In 1960s Ireland, the telephone was an elusive luxury, so to get the update on her gravely ill baby daughter, Kathleen Kennedy had to go to the top of Patrick Street, a steep road that runs through the centre of Tramore. She was going to the doctor's house for the latest news from the Dublin hospital, where baby Geraldine was receiving care. She had been told the previous day that her daughter "was dying".
The neighbours, who lined the street as Kathleen made her way up that hill, stood at their doors and on the footpath and watched in silence. They knew the nature of the call Kathleen’s doctor was going to make. They knew of the hope and dread Kathleen was carrying in equal measure. They knew that this woman, their friend and neighbour, had lost seven babies before Geraldine – five through miscarriage, three full term who had died shortly after birth.
When the usually demure Kathleen came whooping and hollering down the hill a few minutes later, shouting the good news that her child would live. The neighbours joined in her joyful weeping and broke into spontaneous applause as Kathleen made her way home.
Ger (baby Geraldine) Kennedy was 13 years old when she was told that story. It made sense to her. She had always felt very loved in her native Tramore.
“When I was born the whole town was rejoicing,” she says. “So my attachment to Tramore is historical and very emotional. I wear this town like I wear my skin. I feel like Tramore runs in my veins and I’m a part of the fabric of the town and it’s part of the fabric of me. When I walk around this place and look about, I can say I know this wall, or I know this road, I remember those cracks in the pavement.”
It was that sense of being a beloved part of a community that brought Ger home, along with her five children, from their beautiful 16th century merchant’s house in the historical part of Norwich city. She’d spent many years there, but the draw from home was strong.
She settled in Elm Park, in a house which she rented for the first couple of years.
“It became the house that I really, really wanted to buy, for no obvious reason.

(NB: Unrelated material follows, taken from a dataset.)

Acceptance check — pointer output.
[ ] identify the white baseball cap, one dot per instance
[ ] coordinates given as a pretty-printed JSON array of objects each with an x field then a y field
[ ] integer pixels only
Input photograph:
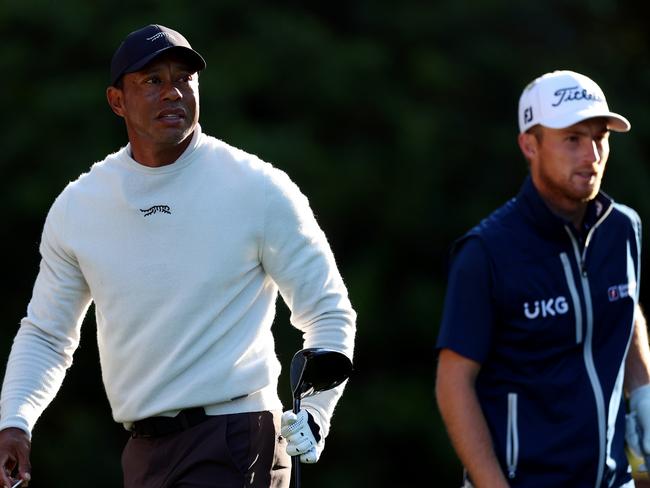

It’s so bog standard and unimpressive, but having rented it for a couple of years we knew how lovely the neighbours were and how great the garden was.”
There was nothing lovely about the house when they first moved in.
“ There was patchwork wallpaper and a hole in the sitting room carpet where the previous tenants used to chop wood. When we took down the net curtains on the sitting room windows, it became clear that somebody at some point had decided to redecorate, but instead of taking the curtains down they simply ran a paintbrush around the wave of the curtains.”
Ger got to work. As an artist, she had strong ideas about colour and decor. But she was determined to make this a home.
“I had a vision for it. I knew it could be a beautiful. It just became a place that was very liveable in, very fast. I embraced the smallness of the rooms with colours that wrapped themselves around me and anyone who visits.
“I have five children and their various partners and 16 grandchildren. Most of my five children live in the area. I’m near their homes and the grandchildren’s schools, so this is a very social house. It can get a bit hectic at times, which all sounds lovely in theory, but sometimes it’s chaos here. We cope by spreading ourselves all over the house.”
Ger’s favourite places in the home are her sitting room and the garden.
“My sitting room is just cosy, which I love. It’s red. I love summer, but my sitting room in the winter is really lovely. The fire is lit and the room glows red.”
“I love the garden too. Sun’s really important to me. It fills the garden for the whole day and I like to sit out there in my sarong. I have about 40 different wraps which I wear around the house all year around.”
Ger lives in the house with her partner Ciarán and their blind cat, Edward.
“This is a very comfortable house, a place to flop in. There’s nothing precious in our house, nothing you can’t touch. I think this is our forever home.”